[会員へのお知らせ] 学会からのお知らせ

2022年度 日本神経科学学会奨励賞受賞者 柳下 祥 先生

ドーパミンによるスパイン形態可塑性と汎化弁別学習の制御

東京大学大学院 医学系研究科 構造生理学部門
柳下 祥
 この度は名誉ある賞を賜り大変光栄に存じます。選考委員ならびに学会関係の先生方には心より御礼申し上げます。これまで多くの面で支えてくださった先生方、共同研究者の方々にこの場をお借りして深く感謝申し上げます。
 私はこれまでドーパミンがシナプス可塑性と学習を制御する機序について研究を行ってまいりました。学習や記憶の研究には高校生時に興味を持ち、神経科学研究の盛んな東京大学医学部に入学しました。その後、未解明な点が多い精神疾患の研究にも関心を持ちました。特に死後脳において統合失調症の方の前頭葉スパイン密度が低下しているという知見や、実習や初期研修中の臨床現場においてドーパミンD2受容体の阻害作用を持つ抗精神病薬が確かに統合失調症の陽性症状に有効であることが印象深く残りました。しかし、受容体にドーパミンが結合するかしないかで精神機能を説明しようとする教科書の記述に納得がいかずにいました。そうした中、2光子励起顕微鏡を駆使して単一スパインの形態可塑性を発見された東京大学の河西春郎先生の研究について知り、若手向けのセミナーに参加したところ、偶然OISTの銅谷賢治先生による強化学習やドーパミンについてのセミナーも聴講する機会に恵まれました。そして、もし海馬や新皮質でスパインが記憶素子であるならば、ドーパミンの投射先である線条体・側坐核のスパインが強化学習にも関わるだろうというナイーブな着想を得ました。
 そこで河西先生の主宰される東京大学の構造生理学教室に博士課程学生として入学し研究を開始しました。D1受容体を発現する有棘投射神経細胞(D1細胞)を調べると海馬とは異なりグルタミン酸刺激だけではスパイン増大は生じませんでしたが、ドーパミンを灌流投与すると頭部増大が見られました。

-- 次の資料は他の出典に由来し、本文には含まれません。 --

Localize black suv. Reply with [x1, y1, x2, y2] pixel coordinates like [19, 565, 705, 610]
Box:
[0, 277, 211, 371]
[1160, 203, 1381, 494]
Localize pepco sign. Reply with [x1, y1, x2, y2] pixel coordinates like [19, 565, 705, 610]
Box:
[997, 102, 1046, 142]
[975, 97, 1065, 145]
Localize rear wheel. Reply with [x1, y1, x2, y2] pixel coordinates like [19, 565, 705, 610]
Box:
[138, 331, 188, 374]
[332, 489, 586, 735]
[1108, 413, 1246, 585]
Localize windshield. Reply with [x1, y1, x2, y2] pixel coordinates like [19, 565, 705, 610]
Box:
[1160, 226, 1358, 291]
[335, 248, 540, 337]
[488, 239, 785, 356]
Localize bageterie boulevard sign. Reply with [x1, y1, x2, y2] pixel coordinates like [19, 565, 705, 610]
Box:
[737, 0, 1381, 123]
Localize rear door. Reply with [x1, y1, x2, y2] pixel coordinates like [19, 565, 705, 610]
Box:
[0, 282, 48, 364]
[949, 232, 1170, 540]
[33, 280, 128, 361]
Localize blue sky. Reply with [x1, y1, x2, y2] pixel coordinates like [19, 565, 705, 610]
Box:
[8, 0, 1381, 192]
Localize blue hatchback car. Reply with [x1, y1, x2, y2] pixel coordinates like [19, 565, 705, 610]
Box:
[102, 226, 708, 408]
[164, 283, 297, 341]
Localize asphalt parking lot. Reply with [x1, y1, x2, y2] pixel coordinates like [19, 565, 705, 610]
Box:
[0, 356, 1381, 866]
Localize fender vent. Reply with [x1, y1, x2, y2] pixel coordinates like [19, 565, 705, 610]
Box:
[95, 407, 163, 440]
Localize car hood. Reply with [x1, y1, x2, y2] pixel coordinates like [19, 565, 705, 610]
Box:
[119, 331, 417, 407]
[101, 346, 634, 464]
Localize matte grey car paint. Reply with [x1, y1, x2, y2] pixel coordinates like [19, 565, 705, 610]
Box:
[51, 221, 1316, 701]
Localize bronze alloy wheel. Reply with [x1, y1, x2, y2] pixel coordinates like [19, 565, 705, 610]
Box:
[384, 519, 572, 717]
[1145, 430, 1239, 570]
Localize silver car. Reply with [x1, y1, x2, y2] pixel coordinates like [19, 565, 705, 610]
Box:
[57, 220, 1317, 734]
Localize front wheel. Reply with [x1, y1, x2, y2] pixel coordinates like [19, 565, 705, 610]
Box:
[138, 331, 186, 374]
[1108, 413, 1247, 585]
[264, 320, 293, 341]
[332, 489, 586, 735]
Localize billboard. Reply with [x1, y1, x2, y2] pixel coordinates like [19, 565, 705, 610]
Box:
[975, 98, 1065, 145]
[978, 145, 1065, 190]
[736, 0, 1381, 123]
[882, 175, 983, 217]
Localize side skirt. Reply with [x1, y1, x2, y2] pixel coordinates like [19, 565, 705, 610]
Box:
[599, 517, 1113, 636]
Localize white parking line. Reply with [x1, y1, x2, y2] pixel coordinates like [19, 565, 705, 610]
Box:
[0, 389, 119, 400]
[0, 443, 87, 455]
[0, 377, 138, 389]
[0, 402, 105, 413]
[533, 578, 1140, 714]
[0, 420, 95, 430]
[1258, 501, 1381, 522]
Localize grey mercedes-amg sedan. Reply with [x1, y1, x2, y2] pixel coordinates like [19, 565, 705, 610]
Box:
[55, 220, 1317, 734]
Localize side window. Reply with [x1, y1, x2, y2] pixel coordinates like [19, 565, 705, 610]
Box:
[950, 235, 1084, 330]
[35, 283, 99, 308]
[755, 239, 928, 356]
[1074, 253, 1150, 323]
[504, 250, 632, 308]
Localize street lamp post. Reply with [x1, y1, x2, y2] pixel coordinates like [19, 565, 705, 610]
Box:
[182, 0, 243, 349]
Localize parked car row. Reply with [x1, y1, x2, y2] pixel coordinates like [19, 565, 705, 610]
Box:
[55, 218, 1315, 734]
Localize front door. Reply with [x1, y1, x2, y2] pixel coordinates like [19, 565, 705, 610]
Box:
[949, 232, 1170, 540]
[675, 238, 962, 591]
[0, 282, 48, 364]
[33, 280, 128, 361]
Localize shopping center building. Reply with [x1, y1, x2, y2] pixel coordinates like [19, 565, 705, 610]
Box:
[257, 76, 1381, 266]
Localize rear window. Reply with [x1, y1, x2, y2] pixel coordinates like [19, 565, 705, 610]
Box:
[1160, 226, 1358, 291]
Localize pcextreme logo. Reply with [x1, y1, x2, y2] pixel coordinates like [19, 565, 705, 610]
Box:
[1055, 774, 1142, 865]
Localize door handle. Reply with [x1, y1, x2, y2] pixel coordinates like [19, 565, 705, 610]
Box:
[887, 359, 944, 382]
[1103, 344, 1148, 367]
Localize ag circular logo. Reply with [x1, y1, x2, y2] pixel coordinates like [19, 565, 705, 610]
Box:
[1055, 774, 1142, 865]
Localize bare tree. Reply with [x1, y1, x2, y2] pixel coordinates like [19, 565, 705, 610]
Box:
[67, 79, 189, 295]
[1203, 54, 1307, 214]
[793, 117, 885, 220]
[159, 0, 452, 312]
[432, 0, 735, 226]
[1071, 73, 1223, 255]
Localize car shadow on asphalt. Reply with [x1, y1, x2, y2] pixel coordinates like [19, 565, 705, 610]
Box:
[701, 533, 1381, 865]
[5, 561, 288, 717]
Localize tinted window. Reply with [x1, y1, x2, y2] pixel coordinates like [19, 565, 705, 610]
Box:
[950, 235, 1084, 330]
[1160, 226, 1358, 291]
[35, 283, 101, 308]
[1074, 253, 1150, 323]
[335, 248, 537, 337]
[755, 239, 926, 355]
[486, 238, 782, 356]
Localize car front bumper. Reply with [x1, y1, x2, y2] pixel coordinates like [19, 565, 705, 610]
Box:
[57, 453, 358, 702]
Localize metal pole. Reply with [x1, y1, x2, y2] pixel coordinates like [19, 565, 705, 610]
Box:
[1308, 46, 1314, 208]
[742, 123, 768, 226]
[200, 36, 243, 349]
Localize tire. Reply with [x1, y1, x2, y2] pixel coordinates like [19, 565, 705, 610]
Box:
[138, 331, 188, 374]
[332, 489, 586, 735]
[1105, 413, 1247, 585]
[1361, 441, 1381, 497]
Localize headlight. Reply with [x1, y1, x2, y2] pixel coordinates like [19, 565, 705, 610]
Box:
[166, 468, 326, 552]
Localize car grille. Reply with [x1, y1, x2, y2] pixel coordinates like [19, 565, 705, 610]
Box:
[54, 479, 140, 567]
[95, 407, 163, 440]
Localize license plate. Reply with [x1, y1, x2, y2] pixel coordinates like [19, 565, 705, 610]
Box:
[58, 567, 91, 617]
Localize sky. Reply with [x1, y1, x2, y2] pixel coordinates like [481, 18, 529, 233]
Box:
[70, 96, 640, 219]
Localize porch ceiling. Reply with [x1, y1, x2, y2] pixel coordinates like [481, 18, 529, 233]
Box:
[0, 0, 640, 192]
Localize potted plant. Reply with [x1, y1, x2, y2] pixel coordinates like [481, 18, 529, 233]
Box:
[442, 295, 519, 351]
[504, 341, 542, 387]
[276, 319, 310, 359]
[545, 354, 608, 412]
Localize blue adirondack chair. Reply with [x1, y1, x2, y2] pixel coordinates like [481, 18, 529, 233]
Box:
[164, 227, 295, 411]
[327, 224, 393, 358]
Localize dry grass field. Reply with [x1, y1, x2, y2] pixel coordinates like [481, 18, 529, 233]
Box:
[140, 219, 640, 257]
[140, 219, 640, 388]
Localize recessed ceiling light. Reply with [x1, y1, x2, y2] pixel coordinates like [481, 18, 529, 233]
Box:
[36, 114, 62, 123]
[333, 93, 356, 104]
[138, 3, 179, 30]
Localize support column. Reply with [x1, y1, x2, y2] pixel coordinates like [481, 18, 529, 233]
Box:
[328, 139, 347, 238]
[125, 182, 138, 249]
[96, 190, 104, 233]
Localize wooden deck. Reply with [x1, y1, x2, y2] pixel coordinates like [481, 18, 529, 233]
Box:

しかし、これは非生理的で、生体では0.3秒程一過性にドーパミン発火が増加するだけです。そこで光遺伝学で一過性ドーパミン信号を再現したところ、確かにスパイン増大が見られました。驚いたことに、このドーパミン作用はグルタミン酸刺激の直後(0.3〜2秒)に限られました。当初、この時間枠の意味理解に苦慮しましたが、大学院の授業にたまたま来られていた京都大学の石井信先生に相談したところ強化学習におけるeligibility traceであることを教えていただきました (Yagishita et al, 2014; Yamaguchi, Maeda et al., 2022)。ではD2受容体はどうかと調べていくと、ある程度予想されていたようにドーパミン一過性低下を検出していることがわかりました。そこでこの学習における役割を探索したところ、当初の予想とは異なり消去のような単純な罰学習ではなく、報酬が期待される中で間違った予測を訂正していく過程に必要であることがわかりました。この頃には実は初心を忘れかけていたのですが、ヒトにおいても統合失調症様の陽性症状を惹起することがある覚醒剤を少量投与するとこの予測の訂正ができなくなるが、D2受容体の阻害薬で回復することがわかり、思いがけず統合失調症の陽性症状の機序理解への緒を得ました(Iino, Sawada, Yamaguchi et al., 2020)。このような症状との対応には笠井清登先生をはじめ東京大学精神科の先生方との議論が不可欠でした。
 このように多くの共同研究者の方々に大変お世話になりながら研究を進めていくことができました。とりわけ河西春郎先生のご指導の下、手探りで研究を続けていくと思いがけないようなことが稀に起きるということ体感として学ぶことができ大変感謝しております。今後もシナプスと学習行動の研究を深めながらさらに疾患研究への展開を目指していきたいと思います。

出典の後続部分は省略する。